Le Chasseur d'ours

C'était un bien beau caractère que celui de François Guigonnet : un caractère grand, ouvert, généreux. Il possédait le vrai courage, la résolution indomptable unie au sang-froid. Il y avait en lui une teinte de poésie qui le distinguait des autres hommes de la montagne, et l'entourait, à mes yeux, d'une véritable auréole.

Chez un Savoyard, le courage est chose ordinaire : il voit trop souvent la mort de près, pour qu'il en ait peur... Chez le montagnard, le courage se transforme en une sorte d'exaltation. Il aime le danger parce que c'est le danger ; parce que le danger est son élément. Il peut, à chaque instant, rouler d'abîme en abîme jusqu'au fond de ces précipices, dont aucun œil humain n'a jamais sondé la profondeur ; il peut être enseveli sous une avalanche, tomber dans une fente de glacier, mourir écrasé par la chute d'une roche, devenir la proie des loups ou des vautours ! Qui sait ? Il peut avoir à souffrir les tourments épouvantables de la faim et de la soif !...

Rien n'y fait.

Il part d'un pied leste, le front haut, l'œil fixe, le fusil sur l'épaule, et chantant à pleine voix l'antique chanson des montagnards :

Amis, que la montagne est belle !
Fuyons les bruits de la cité.
Courons gaîment fêter loin d'elle
Notre pays, en liberté !
Le sac au dos, en main la pique,
Pressons le pas.
Faisons un effort énergique,
Pressons le pas.
Que les dangers ne nous arrêtent pas,
Car les dangers pour nous n'existent pas !

Ce courage, cette exaltation leur donnent une adresse à nulle autre pareille.
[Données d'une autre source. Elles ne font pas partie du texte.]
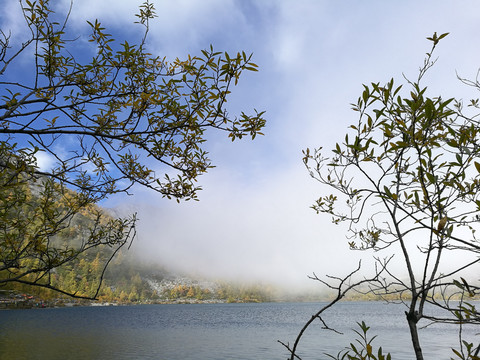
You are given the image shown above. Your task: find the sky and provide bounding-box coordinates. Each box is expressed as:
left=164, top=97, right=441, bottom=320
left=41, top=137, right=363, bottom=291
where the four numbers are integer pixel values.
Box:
left=1, top=0, right=480, bottom=286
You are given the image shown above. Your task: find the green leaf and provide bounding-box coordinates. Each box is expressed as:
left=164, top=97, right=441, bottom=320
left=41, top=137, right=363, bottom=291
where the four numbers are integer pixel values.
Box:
left=474, top=161, right=480, bottom=173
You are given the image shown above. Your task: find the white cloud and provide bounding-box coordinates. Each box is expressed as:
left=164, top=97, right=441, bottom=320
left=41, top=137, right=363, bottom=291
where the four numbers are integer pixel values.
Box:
left=35, top=151, right=56, bottom=171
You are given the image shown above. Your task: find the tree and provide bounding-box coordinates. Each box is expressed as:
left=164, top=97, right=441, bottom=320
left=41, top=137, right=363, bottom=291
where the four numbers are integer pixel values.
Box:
left=0, top=0, right=265, bottom=297
left=284, top=33, right=480, bottom=360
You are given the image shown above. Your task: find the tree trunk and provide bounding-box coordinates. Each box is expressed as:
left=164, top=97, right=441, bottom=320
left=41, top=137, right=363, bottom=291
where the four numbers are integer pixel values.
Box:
left=405, top=311, right=423, bottom=360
Ils luttent contre la montagne. Ils franchissent d'un pas ferme les passages les plus difficiles : ils mesurent, sans vertige, la profondeur des gouffres : ils marchent sans crainte sur les bords des crevasses des glaciers, ils défient l'orage et supportent avec indifférence les rafales du vent. Oh ! ce sont des hommes forts !

Et puis, sous leurs yeux se déroule un paysage immense autant que varié. Ils ne voient jamais deux fois la nature sous le même aspect. En hiver, c'est un vaste manteau de neige sur lequel tombe un maigre rayon de soleil qui donne à cette blancheur un chatoiement de perle ; alors, le ciel est gris, terne, pommelé de nuages ; alors, tout dort ! Mais au printemps, le monde s'éveille ; la neige a fondu et remplit maintenant les larges combes dans lesquelles mugissent les torrents noirs ; le mont revêt sa robe de verdure ; ce sont des prairies semées de fleurs, des arbustes qui grimpent sur des roches, couvrant leur nudité d'une guipure de feuillages ; des amandiers couverts de fleurs blanches, des sapins aux feuilles sombres qui couronnent les sommets altiers. Vient l'été, avec ses moissons jaunies, ses arbres chargés de fruits que le soleil mûrit lentement. Enfin l'automne, la plus belle des saisons, quoiqu'en disent les poètes ! Le Savoyard comprend et admire toutes ces splendeurs. Il saisit toutes les beautés du paysage ; il voit chaque jour avec un nouveau plaisir le soleil se lever du côté d'Italie et se coucher, là-bas, du côté de la France.

Quand l'astre disparaît, le ciel s'empourpre comme par l'effet d'un gigantesque incendie : tantôt il se diapre de nuages dorés, tantôt il s'efface en laissant derrière lui une traînée lumineuse.

Et le Savoyard contemple chaque jour un spectacle nouveau.